As well as agriculture, mining has played a considerable role in the economic life of St Enoder Parish. This has included tin streaming operations on Goss Moor and at Gaverigan and mines for tin, iron and ochre. Physical remains of some of the mines still survive which include the stacks of Parka tin mine and the Toldish paint (ochre) mine, the engine house of Toldish tin mine, the spoil heaps of the Penhale Moor tin mine as well as the open work of Fatwork and Virtue which was converted into Indian Queens Pit (non-conformist preaching pit) in the early 1850s.

China clay extraction became a prime source of employment and a number of china clay operations opened up in the Parish in the 19th and early 20th centuries which included Anchor, Halwyn, South Fraddon and Wheal Retallick. Associated with some of these early pits, there were also a number of brickworks which included Burthy, Chytane, Gaverigan, Wheal Remfry and the St Columb Road brickworks which was positioned beside the railway station.

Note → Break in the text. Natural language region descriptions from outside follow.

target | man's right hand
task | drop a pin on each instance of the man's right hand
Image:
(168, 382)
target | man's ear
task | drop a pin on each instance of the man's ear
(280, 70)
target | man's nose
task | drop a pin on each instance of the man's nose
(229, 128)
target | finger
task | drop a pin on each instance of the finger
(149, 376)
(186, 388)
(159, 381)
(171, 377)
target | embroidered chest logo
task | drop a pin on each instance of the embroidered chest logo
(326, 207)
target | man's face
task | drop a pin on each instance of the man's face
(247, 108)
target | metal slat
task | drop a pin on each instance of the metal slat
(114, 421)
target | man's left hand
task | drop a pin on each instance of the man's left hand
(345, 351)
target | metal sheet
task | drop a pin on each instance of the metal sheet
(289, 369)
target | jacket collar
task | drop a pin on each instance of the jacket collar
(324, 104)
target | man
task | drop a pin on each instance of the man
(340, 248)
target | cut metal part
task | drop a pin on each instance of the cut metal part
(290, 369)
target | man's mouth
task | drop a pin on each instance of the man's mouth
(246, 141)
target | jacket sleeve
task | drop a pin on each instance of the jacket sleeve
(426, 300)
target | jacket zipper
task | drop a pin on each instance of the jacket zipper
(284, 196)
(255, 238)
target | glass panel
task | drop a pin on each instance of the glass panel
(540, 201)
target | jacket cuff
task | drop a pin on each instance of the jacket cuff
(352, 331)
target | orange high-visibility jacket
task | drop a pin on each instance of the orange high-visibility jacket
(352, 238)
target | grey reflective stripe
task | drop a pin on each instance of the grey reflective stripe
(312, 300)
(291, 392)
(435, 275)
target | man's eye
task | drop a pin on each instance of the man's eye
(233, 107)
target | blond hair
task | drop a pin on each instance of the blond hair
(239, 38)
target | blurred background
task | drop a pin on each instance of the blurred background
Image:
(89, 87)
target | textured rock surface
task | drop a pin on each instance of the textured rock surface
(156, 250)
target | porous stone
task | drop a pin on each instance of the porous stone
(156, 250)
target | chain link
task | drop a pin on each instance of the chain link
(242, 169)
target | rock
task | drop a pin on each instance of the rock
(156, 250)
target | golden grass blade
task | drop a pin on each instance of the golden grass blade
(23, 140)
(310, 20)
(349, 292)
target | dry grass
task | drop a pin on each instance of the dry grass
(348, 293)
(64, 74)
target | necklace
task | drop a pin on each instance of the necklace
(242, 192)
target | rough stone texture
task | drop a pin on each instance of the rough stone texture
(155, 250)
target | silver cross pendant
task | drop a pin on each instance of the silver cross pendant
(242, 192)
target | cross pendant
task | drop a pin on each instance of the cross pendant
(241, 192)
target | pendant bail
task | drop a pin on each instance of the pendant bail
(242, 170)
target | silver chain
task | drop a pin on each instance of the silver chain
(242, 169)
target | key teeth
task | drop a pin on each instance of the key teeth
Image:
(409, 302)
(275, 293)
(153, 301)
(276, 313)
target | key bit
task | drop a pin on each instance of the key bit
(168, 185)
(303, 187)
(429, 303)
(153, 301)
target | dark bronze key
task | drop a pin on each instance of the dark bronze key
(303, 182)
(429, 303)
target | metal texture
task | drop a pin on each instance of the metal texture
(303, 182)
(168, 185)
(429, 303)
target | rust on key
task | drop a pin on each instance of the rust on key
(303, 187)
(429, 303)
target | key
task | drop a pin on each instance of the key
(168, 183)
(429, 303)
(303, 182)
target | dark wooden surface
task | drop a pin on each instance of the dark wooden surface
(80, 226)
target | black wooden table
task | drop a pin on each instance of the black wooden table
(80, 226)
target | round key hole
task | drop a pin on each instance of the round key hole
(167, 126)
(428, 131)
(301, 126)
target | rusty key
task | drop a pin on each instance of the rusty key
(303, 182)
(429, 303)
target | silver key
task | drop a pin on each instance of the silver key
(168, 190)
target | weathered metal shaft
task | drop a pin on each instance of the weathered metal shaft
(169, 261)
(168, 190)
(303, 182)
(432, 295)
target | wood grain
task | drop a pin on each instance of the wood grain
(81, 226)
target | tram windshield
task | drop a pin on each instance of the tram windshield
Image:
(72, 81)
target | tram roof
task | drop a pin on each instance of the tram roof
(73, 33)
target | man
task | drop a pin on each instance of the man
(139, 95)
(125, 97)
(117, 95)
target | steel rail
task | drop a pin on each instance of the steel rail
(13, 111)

Most of the early china clay workings have now been incorporated into Wheal Remfry and Melbur pits which continue in operation in the southern part of the Parish.

The main settlements were by-passed in the early 1990s and over the last fifteen years, there has been considerable housing and related growth, particularly around Fraddon, Indian Queens and St Columb Road. As well as the new housing, the central location of the Parish has meant that a considerable amount of employment land has been positioned to the east of Indian Queens close to the A30 which is still being built out.

A Growing Population

Over the last twenty-five years, the population of St Enoder Parish has probably increased more than any other area in Mid Cornwall.

In 1981, the population of the Parish was 2,865 people. This had increased to 2,975 by 1991 but by 2001 this had gone up to 3,819 [1] and continues to rise at a considerable rate. Comparison of recent electoral rolls with the 2001 census data would suggest that the present population of St Enoder Parish is approaching 4,500. This shift in population is shown by the fact that 52.6% of respondents to the questionnaire had lived in the Parish for less than 15 years.

Such a growth in population has had a considerable impact on life within the Parish, local facilities and the manner in which local services are provided.

[1] Census returns for 1981, 1991 and 2001.